Перевод Григория Панченко
Грант Аллен[27]. Новогодняя ночь среди мумий
Грант Аллен (1848–1899), друг и соавтор Конан Дойла, был ему дважды коллегой: как врач и как писатель. В этом последнем качестве он интересовался самыми разными жанрами, от детективов до фантастики. Его заслуженно считают одним из первооткрывателей и «сооткрывателей» нескольких перспективных направлений; характерный пример — Аллен одновременно с Уэллсом и независимо от него опубликовал повесть о путешествии во времени.

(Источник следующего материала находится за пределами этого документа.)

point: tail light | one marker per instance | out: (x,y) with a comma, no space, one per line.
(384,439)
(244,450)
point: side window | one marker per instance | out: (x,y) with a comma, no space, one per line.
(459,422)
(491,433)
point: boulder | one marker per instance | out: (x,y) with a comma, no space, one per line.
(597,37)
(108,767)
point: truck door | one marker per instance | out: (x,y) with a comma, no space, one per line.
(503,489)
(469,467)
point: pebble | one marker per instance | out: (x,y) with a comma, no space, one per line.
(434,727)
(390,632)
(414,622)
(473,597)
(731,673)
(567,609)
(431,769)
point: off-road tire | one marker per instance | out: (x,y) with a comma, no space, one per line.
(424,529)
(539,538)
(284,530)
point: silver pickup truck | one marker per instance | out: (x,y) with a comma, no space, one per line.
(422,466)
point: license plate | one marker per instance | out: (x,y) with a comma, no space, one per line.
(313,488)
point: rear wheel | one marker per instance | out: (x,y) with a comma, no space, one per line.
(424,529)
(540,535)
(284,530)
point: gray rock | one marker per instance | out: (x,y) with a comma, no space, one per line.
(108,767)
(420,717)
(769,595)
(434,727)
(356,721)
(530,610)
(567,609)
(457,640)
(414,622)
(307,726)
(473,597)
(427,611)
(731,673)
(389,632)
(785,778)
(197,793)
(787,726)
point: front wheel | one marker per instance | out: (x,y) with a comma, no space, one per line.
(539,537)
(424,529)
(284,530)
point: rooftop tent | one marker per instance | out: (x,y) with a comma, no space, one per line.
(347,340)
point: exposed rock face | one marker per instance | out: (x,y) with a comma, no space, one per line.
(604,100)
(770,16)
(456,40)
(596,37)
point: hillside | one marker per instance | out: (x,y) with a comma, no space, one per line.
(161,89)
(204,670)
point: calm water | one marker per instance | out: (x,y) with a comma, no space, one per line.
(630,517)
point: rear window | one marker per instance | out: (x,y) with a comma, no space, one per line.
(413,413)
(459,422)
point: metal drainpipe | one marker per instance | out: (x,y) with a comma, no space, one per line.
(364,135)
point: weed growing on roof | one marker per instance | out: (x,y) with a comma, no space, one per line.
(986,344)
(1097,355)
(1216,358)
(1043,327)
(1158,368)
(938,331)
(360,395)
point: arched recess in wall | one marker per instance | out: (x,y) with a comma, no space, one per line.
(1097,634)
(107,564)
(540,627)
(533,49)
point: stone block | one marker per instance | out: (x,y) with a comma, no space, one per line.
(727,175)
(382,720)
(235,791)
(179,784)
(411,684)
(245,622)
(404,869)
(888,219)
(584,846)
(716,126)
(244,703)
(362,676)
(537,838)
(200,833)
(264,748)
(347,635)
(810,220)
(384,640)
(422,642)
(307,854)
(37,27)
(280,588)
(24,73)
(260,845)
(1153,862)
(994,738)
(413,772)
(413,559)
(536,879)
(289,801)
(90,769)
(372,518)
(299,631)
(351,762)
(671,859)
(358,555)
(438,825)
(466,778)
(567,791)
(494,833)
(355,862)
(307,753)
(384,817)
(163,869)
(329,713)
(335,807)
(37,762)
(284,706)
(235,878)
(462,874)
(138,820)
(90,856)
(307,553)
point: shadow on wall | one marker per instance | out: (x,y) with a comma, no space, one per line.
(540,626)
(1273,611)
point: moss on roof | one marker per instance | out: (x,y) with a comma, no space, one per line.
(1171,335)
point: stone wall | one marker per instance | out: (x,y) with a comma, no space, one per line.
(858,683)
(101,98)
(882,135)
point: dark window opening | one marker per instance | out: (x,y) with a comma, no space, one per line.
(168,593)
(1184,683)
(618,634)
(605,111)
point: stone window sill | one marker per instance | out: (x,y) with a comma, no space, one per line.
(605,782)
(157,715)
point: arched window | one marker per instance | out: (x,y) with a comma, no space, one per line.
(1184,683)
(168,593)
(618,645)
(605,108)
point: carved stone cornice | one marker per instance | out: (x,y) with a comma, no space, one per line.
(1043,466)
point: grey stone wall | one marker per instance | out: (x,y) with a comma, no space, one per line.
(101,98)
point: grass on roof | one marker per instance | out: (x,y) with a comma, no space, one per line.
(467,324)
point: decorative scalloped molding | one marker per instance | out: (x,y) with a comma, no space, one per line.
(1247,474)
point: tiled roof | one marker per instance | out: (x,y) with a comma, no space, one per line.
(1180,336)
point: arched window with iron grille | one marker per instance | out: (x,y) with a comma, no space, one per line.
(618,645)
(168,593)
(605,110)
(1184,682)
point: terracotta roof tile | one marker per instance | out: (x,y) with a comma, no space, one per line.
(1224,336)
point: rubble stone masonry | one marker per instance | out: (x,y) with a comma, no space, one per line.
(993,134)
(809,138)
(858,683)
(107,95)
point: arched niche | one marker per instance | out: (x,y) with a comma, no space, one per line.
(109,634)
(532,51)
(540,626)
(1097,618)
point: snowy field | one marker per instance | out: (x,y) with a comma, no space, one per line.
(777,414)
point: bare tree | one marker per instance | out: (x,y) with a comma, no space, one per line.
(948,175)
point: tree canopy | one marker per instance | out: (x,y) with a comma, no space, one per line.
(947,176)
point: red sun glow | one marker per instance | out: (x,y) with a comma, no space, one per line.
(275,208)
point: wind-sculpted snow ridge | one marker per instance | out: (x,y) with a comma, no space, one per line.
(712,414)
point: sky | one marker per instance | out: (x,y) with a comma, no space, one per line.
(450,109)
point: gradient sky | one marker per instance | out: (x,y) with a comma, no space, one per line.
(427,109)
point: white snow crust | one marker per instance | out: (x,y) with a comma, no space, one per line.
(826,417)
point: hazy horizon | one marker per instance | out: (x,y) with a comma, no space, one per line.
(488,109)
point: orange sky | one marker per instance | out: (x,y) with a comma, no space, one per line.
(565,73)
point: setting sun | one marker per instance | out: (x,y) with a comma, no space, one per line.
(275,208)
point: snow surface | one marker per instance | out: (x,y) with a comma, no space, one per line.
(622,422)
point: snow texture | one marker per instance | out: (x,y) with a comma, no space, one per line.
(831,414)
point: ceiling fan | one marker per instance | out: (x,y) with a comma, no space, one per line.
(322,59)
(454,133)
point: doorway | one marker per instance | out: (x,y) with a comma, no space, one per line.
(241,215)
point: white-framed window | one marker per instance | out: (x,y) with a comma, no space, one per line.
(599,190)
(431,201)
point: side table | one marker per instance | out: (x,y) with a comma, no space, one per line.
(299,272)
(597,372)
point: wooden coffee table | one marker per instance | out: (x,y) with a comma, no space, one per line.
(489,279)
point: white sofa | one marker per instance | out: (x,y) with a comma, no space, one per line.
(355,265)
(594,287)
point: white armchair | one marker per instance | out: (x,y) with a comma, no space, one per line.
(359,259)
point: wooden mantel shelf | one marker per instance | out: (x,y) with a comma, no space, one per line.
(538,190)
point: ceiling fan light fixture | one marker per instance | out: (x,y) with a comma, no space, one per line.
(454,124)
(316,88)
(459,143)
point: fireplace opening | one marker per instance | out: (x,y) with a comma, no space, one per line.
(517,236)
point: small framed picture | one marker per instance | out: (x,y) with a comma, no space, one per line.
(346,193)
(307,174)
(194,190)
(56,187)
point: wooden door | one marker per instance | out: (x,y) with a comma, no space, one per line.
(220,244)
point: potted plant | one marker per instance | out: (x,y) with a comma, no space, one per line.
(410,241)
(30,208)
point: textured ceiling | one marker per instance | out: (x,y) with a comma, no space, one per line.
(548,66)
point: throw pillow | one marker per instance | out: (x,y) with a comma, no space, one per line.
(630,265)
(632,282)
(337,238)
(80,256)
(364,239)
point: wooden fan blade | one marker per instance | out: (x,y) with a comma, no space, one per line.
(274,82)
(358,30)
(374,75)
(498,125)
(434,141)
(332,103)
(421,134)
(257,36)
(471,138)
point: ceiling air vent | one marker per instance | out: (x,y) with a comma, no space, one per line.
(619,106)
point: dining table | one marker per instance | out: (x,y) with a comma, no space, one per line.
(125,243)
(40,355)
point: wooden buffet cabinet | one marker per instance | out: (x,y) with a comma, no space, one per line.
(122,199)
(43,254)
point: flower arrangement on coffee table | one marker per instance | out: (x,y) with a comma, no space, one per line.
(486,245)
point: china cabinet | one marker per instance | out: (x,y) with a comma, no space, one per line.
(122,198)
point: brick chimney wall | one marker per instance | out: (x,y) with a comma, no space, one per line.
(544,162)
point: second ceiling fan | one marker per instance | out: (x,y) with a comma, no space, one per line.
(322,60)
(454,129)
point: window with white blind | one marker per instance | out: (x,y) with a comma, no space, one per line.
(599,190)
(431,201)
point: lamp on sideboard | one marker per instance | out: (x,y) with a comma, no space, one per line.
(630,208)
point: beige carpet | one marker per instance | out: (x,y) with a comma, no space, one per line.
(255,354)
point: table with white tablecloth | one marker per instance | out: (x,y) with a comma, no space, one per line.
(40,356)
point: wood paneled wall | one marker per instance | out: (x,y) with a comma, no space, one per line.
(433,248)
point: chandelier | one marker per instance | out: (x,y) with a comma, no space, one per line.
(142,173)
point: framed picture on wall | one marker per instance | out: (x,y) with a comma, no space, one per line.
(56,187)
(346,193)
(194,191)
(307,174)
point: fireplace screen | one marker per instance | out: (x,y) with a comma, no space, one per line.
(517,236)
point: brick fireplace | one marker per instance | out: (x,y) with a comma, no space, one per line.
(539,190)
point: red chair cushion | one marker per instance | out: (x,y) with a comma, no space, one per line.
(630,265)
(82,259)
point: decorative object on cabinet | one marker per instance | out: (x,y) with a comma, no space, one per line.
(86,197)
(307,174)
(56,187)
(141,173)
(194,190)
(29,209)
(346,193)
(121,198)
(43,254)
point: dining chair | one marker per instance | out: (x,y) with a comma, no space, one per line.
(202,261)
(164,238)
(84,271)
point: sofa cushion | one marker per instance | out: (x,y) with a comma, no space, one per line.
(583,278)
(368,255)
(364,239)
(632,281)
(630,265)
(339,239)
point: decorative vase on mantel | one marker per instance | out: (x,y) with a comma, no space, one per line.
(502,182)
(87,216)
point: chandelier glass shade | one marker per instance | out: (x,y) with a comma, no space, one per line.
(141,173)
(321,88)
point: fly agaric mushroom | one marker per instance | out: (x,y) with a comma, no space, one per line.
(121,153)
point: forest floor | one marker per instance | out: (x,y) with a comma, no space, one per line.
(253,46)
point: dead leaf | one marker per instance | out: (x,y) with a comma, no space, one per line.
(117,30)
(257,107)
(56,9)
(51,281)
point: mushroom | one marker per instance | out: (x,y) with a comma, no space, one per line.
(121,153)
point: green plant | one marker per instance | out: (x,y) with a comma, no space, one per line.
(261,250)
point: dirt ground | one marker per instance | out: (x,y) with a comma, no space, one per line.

А еще он был крупным ученым и вдобавок очень свободомыслящим человеком. Кроме того, обладал отличным чувством юмора. Поэтому не стоит удивляться, что в рассказе «Новогодняя ночь среди мумий» Аллен отнесся к вопросу загробного бытия совсем иначе, чем Конан Дойл, которому именно в этих случаях чувство юмора и «шерлокхолмсовский» скепсис постоянно отказывали.
Я немало лет провел в странствиях и скитаниях по лику Земли, и со мной, безусловно, случались всякие необыкновенные происшествия, но, уверяю вас, на мою долю еще не выпадали такие странные двадцать четыре часа, как те, что я провел год назад в огромной неисследованной пирамиде Абу-Илла.
То, как меня туда занесло, само по себе уже очень странно. Я отправился в зимнее путешествие по Египту в обществе семейства Фитцсимкинсов, с дочерью которых, Эдитой, я был на тот момент помолвлен. Вы, должно быть, помните, что старина Фитцсимкинс поначалу состоял в солидной винодельческой компании «Симкинсон и Стокоу», но когда его старший партнер удалился от дел и получил рыцарское звание, Геральдическая коллегия случайно обнаружила, что Фитцсимкинсы приблизительно во времена царствования Ричарда Первого сменили свою древнюю нормандскую фамилию на соответствующую английскую, и пожилому джентльмену тут же вернули родовое имя и герб славных предков. Удивительно, право слово, как часто случаются в Геральдической коллегии подобные забавные совпадения.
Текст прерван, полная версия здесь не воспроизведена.